What's the difference between vertical and horizontal scaling for databases?
Quick Answer
Vertical scaling (scaling up) means adding more resources — CPU, RAM, faster disks — to a single database server. Horizontal scaling (scaling out) means distributing data and load across multiple servers (via replication and/or sharding). Vertical scaling is simpler (no application changes) but hits a hard ceiling and creates a single point of failure; horizontal scaling has much higher ceilings and improves availability, but adds real distributed-systems complexity.
Detailed Answer
Vertical scaling — bigger machine
Before: 8 vCPU, 32GB RAM database server
After: 32 vCPU, 128GB RAM database server (same single server, upgraded)
Pros: requires no application-level changes — the database is still one logical instance, transactions and joins work exactly as before, no new distributed-systems concerns introduced. Simplest option to reason about.

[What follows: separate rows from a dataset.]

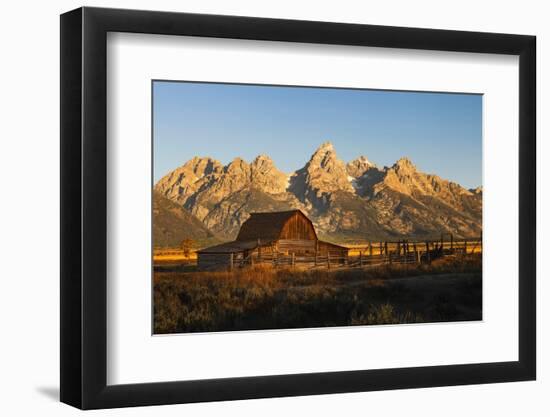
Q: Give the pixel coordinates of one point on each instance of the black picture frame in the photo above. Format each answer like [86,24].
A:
[84,207]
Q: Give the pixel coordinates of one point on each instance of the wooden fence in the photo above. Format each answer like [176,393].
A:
[372,254]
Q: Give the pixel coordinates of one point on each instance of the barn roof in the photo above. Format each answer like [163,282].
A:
[235,246]
[266,225]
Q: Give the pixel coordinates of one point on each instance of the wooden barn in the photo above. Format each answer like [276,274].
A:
[268,237]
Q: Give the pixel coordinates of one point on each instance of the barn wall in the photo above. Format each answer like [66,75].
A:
[298,227]
[296,245]
[213,261]
[325,247]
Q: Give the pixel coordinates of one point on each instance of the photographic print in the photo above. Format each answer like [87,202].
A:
[281,207]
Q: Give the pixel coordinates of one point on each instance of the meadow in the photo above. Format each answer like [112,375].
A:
[262,297]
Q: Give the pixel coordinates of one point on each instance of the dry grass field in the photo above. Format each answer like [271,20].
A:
[262,297]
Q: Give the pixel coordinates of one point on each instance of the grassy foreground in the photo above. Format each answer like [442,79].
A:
[266,298]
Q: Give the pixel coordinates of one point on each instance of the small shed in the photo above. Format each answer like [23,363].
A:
[265,236]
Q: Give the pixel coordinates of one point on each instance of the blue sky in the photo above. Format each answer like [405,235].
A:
[441,133]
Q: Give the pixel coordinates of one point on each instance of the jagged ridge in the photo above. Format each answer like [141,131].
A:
[354,201]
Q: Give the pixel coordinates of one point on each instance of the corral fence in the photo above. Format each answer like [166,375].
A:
[372,254]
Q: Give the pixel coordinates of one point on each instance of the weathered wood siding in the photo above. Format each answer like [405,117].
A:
[298,227]
[214,261]
[296,246]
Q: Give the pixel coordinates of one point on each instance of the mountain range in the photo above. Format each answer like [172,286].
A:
[357,201]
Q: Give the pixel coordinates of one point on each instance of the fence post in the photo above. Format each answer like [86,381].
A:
[428,257]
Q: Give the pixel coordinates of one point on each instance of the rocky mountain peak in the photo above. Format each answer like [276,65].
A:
[237,166]
[326,172]
[359,166]
[404,165]
[265,176]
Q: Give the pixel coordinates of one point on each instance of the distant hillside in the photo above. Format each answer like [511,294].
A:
[172,224]
[346,202]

Cons: there's a hard physical/economic ceiling — eventually you run out of bigger hardware to buy, or it becomes prohibitively expensive. It also doesn't improve availability — a single, larger server is still a single point of failure; if it goes down, the whole database is down.
Horizontal scaling — more machines
Before: 1 database server handling all reads and writes
After: 1 primary (writes) + several read replicas (reads),
or several shards, each holding a subset of the data
Pros: much higher scaling ceiling (in principle, keep adding machines), and can improve availability (a replica can be promoted if the primary fails — see the failover question).

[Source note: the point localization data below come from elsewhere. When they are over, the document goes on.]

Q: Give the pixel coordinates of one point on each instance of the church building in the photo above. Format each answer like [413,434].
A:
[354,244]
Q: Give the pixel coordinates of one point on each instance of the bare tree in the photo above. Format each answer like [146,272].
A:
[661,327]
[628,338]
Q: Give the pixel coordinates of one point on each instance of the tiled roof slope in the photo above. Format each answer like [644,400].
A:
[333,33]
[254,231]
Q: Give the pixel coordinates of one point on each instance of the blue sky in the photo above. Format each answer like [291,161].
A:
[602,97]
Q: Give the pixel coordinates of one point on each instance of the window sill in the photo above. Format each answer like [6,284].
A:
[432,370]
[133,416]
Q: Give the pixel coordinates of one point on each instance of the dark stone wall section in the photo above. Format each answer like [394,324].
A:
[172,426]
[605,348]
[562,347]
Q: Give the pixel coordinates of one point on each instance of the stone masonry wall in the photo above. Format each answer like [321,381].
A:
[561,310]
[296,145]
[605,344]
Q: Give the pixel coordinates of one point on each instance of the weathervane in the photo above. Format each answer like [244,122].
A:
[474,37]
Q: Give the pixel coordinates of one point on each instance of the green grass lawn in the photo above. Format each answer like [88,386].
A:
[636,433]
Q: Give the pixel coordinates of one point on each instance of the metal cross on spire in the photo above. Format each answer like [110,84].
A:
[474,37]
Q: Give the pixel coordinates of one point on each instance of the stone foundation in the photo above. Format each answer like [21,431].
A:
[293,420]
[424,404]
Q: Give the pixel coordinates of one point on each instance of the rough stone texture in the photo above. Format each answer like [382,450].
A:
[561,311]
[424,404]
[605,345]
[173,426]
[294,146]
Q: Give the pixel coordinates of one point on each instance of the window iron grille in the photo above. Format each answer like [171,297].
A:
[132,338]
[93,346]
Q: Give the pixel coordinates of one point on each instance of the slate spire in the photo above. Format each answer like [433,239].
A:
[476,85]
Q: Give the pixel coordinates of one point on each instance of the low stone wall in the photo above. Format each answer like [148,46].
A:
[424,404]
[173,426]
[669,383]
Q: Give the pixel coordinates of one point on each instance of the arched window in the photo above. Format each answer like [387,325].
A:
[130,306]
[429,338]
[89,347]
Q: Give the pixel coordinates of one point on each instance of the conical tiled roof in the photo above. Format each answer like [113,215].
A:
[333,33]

Cons: introduces real distributed-systems complexity — replication lag, choosing a sharding key (see that question), cross-shard queries/joins becoming expensive or impossible, and generally more operational surface area (more machines to monitor, patch, and reason about failure modes for).
How they typically combine in practice
Most systems scale vertically first (it's cheap and simple, and modern hardware ceilings are quite high) and only reach for horizontal scaling once vertical scaling is exhausted or availability requirements demand redundancy regardless of raw capacity needs. Read scaling is usually the first horizontal step (read replicas — see that question), since most application workloads are read-heavy and reads are easier to distribute than writes; write scaling (sharding) is a bigger architectural commitment, usually reserved for when a single primary genuinely can't keep up with write volume.
A strong answer recognizes vertical scaling isn't "the naive option to outgrow" — it's often the right first move because of its simplicity, and premature horizontal scaling (sharding a dataset that would fit comfortably on a bigger single server) adds real complexity for no corresponding benefit.